# Manchester Support Group



## Ryan North West (Oct 30, 2012)

No expert myself but does anyone fancy a Manchester Social Anxiety Group?

Really fancy getting something going which actually exists and is going to be good, worthwhile, lasting, supportive, human and most likely fairly unprofessional and left field but relaxed and basically meaningful to the individual no matter how incredibly minimal their involvement.

Not that I've got contacts or money or anything to get a venue and organise things. I could try but I'm a total amateur but would be keen.

Seems to me like all the Groups around Manchester seem to not have much happening around them.

I'd love something really relaxed. No real pressure on anyone. Just people in the same boat who can feel as free as possible to express themselves without having to feel pressured into behaving a certain way.

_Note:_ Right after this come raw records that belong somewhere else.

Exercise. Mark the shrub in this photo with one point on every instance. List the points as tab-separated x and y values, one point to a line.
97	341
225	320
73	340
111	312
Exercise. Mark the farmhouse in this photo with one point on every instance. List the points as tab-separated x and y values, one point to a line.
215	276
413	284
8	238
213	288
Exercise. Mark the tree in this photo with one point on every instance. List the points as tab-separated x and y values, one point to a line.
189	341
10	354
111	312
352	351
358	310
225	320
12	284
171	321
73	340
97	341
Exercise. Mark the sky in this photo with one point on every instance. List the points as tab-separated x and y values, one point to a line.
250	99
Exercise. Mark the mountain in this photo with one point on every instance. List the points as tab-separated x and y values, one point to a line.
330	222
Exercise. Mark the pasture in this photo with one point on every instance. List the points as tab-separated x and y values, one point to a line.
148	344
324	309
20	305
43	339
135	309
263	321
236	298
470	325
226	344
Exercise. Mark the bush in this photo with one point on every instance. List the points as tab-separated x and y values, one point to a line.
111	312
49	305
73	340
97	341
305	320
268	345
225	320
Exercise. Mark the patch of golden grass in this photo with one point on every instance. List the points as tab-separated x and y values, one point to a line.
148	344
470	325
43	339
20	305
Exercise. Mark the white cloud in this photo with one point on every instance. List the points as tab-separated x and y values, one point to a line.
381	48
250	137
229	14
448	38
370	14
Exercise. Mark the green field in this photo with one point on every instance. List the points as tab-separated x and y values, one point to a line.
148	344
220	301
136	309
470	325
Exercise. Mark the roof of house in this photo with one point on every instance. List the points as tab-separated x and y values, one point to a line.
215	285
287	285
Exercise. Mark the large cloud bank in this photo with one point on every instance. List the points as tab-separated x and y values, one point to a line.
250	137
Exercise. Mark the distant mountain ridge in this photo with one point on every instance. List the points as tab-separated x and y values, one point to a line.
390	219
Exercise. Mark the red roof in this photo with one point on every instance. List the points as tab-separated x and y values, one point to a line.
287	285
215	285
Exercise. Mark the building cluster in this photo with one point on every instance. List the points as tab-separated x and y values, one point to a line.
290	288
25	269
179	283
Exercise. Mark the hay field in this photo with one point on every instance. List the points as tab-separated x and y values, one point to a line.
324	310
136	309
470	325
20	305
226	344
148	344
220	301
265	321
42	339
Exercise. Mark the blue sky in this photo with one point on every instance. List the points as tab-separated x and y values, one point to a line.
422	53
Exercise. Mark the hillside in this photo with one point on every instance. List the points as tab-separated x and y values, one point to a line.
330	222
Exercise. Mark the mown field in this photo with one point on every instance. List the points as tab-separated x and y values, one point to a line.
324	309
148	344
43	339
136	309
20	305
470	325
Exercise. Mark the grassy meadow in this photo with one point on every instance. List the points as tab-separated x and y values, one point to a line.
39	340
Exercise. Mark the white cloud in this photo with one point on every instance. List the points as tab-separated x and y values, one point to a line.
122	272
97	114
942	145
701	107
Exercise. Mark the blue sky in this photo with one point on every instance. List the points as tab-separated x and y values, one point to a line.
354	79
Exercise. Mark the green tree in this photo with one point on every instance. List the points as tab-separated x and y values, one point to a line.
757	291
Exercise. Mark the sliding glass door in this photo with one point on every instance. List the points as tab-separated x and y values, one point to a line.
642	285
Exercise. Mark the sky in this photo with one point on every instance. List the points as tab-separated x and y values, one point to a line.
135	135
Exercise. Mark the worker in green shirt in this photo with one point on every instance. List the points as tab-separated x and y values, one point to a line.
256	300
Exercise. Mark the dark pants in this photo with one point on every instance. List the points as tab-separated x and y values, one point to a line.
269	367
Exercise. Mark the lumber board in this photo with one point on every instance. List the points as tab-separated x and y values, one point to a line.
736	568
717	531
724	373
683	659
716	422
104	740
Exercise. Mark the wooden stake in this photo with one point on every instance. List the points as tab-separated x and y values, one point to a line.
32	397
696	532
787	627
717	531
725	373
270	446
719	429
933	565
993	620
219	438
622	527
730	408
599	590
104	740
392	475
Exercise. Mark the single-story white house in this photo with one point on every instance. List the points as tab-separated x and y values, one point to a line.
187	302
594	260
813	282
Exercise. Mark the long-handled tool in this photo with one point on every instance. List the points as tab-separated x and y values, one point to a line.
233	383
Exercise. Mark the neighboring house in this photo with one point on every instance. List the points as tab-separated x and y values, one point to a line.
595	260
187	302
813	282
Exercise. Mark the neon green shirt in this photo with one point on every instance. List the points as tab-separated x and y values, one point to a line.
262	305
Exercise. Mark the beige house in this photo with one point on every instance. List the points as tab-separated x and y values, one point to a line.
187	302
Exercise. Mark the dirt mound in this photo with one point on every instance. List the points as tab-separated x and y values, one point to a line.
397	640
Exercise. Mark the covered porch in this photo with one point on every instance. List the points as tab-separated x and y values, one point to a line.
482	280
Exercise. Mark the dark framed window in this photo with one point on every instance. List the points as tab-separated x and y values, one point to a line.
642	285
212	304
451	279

Not that I'm in any way relaxed myself, far from it, pretty crippled by anxiety, I try to be relaxed but I pretty much fail but It'd be lovely to get similar people together who struggle and have a supportive and comfortable/as relaxed as possible environment.

Please, please, please let me know if you are keen, have any ideas/suggestions or would be keen to get involved in God knows what way. This post is the first thing I've done, so clearly I'm massively amateurish but if anyone's game then give me a shout, PM me or whatever, just get in touch and lets try getting the ball rolling.


----------



## IRSadface (Nov 4, 2012)

I'd like to get involved with something like this. It's a little too soon for me right now since I haven't even started my CBT treatment yet and have been pretty much a recluse for the past 3 years. I'm certainly interested though. I'm in glossop so not too far from Manchester.


----------



## thelonelyloner (Apr 24, 2009)

This is Manchester, England, I suppose? Not New Hampshire.


----------